Lothar de Maizière Lothar de Maizière: Mit Sarkasmus gegen Kohl und Merkel
Berlin - Irgendwann ist er doch noch angekommen – im Westen. Die Anwaltssozietät, der Lothar de Maizière angehört, hat ihren Sitz dort, wo Berlin nicht westlicher sein könnte: Am Kurfürstendamm. Und dennoch weiß der erste und letzte demokratisch gewählte Ministerpräsident des untergegangenen deutschen Staates: „Ich kriege die DDR nicht mehr aus dem Anzug geschüttelt, und das will ich auch nicht.“ Ebenso wenig mag er Rummel um seine Person. Deswegen ist de Maizière rechtzeitig vor seinem 75. Geburtstag am heutigen Montag verreist.
Spross einer Hugenottenfamilie
Ein ungleiches Gespann waren sie und in ihrer Unterschiedlichkeit die passenden Repräsentanten ihrer Teilstaaten im Prozess der deutschen Einheit: Hier der kleine, schmächtige Mann aus Ost-Berlin, dort der übergewichtige Kraftmensch aus Bonn. In der Satiresendung „Hallo Deutschland“ bekam die Gummipuppe Lothar de Maizière regelmäßig von der Puppe Helmut Kohl eins über den Schädel gezogen. Bis heute gibt es Menschen, die diese Darstellung für nur geringfügig übertrieben halten.

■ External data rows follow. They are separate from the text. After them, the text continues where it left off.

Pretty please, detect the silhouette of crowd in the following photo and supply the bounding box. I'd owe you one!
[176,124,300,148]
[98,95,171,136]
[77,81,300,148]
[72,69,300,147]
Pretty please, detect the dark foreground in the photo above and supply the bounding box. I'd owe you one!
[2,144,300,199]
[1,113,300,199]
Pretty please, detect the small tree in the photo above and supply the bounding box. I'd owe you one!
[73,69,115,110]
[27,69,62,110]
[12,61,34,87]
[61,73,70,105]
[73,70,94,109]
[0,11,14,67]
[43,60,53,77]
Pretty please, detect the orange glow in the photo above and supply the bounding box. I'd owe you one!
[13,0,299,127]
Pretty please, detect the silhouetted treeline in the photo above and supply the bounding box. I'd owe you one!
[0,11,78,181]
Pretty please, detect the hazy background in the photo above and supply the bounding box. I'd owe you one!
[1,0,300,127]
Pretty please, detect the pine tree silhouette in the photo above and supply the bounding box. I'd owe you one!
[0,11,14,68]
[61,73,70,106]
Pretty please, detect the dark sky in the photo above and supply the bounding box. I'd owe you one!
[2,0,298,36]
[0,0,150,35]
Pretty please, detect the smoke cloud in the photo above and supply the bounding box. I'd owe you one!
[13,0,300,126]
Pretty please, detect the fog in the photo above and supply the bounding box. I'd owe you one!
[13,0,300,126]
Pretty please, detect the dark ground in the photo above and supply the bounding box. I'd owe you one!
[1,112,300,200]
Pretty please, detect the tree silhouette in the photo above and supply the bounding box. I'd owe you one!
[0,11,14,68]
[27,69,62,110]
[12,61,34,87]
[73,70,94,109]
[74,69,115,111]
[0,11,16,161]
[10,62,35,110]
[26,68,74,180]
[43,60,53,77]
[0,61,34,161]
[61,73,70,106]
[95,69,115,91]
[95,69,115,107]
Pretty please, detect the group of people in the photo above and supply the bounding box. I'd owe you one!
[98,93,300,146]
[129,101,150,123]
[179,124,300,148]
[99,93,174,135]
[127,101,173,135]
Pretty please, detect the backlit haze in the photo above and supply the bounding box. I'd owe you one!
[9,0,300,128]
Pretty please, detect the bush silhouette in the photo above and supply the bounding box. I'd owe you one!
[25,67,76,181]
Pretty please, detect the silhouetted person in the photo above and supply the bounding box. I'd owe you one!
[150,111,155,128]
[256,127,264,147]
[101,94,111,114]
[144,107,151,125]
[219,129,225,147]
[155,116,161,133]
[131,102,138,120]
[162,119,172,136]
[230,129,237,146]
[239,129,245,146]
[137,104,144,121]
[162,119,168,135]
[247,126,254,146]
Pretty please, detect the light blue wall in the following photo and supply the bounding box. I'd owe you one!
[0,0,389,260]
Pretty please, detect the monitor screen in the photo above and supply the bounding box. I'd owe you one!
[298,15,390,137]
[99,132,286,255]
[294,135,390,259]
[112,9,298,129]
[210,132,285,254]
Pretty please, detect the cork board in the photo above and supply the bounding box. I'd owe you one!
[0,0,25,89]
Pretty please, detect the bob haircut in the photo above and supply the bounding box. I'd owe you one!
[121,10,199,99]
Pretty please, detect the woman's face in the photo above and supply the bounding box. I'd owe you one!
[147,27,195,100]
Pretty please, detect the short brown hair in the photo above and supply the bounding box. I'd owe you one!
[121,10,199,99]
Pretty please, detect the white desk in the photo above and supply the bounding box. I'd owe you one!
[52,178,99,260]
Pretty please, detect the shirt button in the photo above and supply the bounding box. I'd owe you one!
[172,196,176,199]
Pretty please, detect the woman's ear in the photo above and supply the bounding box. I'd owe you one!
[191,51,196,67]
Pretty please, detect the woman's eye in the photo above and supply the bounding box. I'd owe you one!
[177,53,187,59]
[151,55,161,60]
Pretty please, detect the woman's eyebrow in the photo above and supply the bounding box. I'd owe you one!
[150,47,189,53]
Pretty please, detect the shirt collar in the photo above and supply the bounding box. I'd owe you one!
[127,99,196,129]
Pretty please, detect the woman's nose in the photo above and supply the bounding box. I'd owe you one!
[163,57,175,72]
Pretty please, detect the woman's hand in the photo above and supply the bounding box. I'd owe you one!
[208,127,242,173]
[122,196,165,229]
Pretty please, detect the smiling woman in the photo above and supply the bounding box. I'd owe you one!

Seit 1956 hat der Spross einer alten Hugenottenfamilie (zu der auch Innenminister Thomas de Maizière zählt) der Ost-CDU angehört, war aber, wie er immer wieder betont hat, „nicht einmal Kassierer“. Engagiert hat sich er sich in der evangelischen Kirche. Jene Zeiten, die in der DDR das Unterste zu Oberst gekehrt haben, stülpten auch sein Leben um: Der Mann, der wegen einer Nervenentzündung seinen Beruf als Bratschist aufgeben musste, wurde Vorsitzender der Ost-CDU.
Er führte sie in das „Bündnis für Deutschland“ mit der westlichen Schwesterpartei, gewann – damals überraschend – die erste freie Wahl zur Volkskammer und wurde zum Ministerpräsidenten gewählt. Seine Amtszeit dauerte nicht einmal ein halbes Jahr. Am 3. Oktober 1990 ging mit dem Land auch seine Regierung in der Bundesrepublik auf.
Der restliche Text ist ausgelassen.